= North Columbus, Georgia =

North Columbus, sometimes referred to as "Northside," is a district in Columbus, Georgia, situated just north of the district of Bibb City. It is bounded roughly by Moore Road on the north, Manchester Expressway to the south, Moon Road on the east, and J. R. Allen Parkway on the west.

==Culture==

Columbus Park Crossing

North Columbus is home to many hotels (most by Marriott), including Courtyard, Fairfield Inn, SpringHill Suites, Residence Inn, Homewood Suites by Hilton, and Candlewood Suites. North Columbus is also home to Columbus Park Crossing, an outdoor strip mall, and Piedmont Columbus Regional Northside Hospital, a division of Piedmont Healthcare.

==Neighborhoods==
The following are neighborhoods in North Columbus:
- Allendale
- Caroline Park
- Glenns
- Green Island Hills
- Highland Oldtown
- Ivy Park

==Communities==
Nankipooh - named in the late 1890s as a railroad stop.

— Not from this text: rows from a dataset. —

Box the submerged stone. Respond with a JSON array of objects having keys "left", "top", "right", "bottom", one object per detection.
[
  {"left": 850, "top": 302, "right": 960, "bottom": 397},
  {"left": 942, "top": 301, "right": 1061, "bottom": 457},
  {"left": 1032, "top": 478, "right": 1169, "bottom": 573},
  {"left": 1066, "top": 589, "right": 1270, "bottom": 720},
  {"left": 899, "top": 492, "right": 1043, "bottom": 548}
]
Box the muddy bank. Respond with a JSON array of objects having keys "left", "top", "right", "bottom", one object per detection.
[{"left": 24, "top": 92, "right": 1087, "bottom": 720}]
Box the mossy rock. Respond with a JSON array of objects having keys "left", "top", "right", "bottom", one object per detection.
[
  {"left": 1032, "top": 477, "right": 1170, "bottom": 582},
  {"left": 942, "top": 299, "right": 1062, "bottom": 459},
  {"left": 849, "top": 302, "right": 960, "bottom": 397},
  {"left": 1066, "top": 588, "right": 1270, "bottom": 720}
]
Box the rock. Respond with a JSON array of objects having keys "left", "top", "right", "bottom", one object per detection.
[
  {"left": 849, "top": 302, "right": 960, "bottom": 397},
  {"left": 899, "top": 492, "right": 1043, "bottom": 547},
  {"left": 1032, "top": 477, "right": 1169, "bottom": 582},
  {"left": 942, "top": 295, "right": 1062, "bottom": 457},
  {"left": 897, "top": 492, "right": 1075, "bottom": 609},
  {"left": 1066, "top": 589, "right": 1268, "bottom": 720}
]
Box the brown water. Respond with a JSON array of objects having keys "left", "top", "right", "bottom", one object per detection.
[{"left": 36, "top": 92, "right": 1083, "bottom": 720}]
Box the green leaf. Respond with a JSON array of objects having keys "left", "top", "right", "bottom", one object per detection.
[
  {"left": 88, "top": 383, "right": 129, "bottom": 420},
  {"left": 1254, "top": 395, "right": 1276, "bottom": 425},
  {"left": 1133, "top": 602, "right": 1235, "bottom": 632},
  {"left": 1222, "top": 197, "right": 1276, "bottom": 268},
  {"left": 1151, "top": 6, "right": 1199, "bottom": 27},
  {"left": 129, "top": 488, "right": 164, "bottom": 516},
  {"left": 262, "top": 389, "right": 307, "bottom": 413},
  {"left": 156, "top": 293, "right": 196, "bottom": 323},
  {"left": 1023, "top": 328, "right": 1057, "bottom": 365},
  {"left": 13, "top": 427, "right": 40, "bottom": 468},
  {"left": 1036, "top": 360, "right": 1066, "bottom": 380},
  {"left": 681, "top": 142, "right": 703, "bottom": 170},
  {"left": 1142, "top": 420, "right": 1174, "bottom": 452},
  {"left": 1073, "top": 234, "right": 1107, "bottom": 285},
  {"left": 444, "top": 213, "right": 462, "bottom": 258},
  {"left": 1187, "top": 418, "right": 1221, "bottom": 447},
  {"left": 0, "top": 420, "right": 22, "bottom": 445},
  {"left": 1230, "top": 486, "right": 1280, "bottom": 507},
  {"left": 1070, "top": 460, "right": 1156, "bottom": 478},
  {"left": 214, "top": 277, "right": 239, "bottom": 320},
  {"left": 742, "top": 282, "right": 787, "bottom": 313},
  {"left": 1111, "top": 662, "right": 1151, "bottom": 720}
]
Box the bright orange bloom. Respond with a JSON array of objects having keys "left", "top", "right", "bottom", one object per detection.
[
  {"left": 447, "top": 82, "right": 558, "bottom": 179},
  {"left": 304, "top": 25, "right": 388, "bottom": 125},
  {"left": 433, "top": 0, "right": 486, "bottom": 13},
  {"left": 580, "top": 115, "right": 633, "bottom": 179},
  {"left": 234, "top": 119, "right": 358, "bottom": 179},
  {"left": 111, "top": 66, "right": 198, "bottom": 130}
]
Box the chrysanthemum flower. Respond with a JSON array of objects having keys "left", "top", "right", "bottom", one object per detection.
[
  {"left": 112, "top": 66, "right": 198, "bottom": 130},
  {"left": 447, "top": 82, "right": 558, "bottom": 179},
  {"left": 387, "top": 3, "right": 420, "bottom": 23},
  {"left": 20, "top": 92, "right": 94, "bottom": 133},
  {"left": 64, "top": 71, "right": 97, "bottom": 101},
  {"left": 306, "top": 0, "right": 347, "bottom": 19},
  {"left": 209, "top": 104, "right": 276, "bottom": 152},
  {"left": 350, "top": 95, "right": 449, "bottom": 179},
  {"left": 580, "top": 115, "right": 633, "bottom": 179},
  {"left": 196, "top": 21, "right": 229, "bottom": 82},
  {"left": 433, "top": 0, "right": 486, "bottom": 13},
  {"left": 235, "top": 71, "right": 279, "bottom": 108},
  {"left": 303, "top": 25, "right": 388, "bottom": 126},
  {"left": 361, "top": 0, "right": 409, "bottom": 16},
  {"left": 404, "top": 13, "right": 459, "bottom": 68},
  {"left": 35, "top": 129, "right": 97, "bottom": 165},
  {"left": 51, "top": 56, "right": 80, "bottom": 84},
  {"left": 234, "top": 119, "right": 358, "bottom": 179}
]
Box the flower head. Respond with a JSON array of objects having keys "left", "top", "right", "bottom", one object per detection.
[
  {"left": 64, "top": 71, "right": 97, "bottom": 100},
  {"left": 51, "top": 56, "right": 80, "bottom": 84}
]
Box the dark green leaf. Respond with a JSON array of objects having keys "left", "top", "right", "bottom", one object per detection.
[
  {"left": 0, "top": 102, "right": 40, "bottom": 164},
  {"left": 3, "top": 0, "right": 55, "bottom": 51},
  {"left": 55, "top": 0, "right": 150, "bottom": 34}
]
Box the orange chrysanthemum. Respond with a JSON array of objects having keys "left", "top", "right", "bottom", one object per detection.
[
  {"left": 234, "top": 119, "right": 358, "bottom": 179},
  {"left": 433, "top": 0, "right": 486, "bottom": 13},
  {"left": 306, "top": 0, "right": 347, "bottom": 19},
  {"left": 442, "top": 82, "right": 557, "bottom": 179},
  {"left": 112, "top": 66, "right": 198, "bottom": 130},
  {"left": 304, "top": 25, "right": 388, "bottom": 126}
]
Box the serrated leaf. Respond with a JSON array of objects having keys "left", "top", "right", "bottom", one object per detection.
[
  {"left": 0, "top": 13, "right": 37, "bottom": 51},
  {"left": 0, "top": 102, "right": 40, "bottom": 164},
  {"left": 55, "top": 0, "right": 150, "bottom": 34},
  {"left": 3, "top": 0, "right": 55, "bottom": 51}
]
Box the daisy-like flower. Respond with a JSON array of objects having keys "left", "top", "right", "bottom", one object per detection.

Highland Pines, Old Town Columbus and Victory Heights subdivisions are located within the Nankipooh Community.

==Tornado events==

Major damage to an Eckerds Pharmacy

On March 1, 2007, an EF2 tornado ripped through North Columbus, causing many power outages and an extreme amount of damage. While there were dozens of injuries, there were no fatalities.

On March 3, 2019, another tornado impacted far northwestern parts of the area, damaging some homes and bringing down trees and a cell tower near U.S. Route 27 (Veterans Pkwy) and Almond Rd. No injuries or fatalities occurred.